Richard LaGravanese wrote and directed "Living Out Loud," and as in his "Fisher King," he seems to relish in Impossible Relationships. He likes having scenes imbued with a sort of ethereal magic; shots linger on our characters, waiting for them to do something interesting, and thankfully, they almost always do. When DeVito propositions Hunter in the most logical way possible, it has shades of the dinner scene in "Fisher King" between Robin Williams and Amanda Plummer—you can't imagine it EVER working, yet that niggling 1 percent of your soul desperately wants to see it happen.
When firing on all imaginative pistons, LaGravanese can spin magic; drunk at what could only be a lesbian club, Holly Hunter wades through the crowd, touching, feeling—until all the dancers spin in tandem in a glorious display of synchronized sexuality.
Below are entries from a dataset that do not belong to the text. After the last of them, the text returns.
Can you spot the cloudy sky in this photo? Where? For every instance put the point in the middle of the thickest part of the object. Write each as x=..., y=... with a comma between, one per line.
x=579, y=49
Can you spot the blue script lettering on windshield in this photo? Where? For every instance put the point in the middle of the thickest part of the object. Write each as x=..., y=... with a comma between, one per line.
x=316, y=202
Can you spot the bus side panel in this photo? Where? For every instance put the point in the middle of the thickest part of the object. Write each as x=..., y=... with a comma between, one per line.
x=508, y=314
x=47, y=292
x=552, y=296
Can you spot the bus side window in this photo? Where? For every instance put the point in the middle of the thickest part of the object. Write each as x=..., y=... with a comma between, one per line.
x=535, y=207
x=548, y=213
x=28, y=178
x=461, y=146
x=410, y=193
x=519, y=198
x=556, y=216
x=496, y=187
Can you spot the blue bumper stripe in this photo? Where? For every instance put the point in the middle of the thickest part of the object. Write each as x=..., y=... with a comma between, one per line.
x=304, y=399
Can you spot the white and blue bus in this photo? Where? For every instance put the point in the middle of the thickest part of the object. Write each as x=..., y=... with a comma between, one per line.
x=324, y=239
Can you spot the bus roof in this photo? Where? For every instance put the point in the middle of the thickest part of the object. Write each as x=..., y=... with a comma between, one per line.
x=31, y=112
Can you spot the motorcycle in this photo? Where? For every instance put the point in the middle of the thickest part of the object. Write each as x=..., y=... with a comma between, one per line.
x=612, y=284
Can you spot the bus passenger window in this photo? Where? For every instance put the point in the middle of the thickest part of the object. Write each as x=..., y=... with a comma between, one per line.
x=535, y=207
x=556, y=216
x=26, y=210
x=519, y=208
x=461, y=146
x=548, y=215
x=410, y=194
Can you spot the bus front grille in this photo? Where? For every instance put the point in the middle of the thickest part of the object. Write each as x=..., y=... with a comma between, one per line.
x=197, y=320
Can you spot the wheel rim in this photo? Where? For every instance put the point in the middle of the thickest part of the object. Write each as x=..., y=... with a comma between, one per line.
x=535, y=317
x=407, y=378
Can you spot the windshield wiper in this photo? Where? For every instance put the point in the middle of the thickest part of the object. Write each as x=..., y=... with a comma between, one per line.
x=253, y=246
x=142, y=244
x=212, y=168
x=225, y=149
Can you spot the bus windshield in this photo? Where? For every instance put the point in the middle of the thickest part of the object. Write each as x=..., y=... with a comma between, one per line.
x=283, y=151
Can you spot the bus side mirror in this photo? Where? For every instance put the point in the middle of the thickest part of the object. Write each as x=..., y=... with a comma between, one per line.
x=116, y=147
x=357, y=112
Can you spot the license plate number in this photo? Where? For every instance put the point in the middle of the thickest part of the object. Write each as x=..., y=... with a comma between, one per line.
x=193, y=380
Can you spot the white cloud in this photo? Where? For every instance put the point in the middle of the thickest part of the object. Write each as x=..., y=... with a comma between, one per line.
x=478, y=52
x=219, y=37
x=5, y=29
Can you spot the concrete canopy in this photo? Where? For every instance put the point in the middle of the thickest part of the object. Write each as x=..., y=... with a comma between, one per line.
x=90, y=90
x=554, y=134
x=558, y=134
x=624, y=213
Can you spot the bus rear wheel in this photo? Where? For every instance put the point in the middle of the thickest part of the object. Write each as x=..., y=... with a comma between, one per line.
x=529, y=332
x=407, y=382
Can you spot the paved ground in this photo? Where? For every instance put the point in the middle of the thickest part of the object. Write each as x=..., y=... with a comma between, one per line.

It's like a postmodern MGM musical, and God knows I'm a sucker for that kind of stuff.
Still, there's something tepid about the whole thing; it's not quite a story. We get a good trip through the tightly coiled psyche of Hunter (who's terrific), but the emotions never pan out, and LaGravanese's vision of a woman finally freed of her loneliness doesn't quite have the catharsis you want. It's a salt-free treat, leaving you thirsty for a bit more intensity.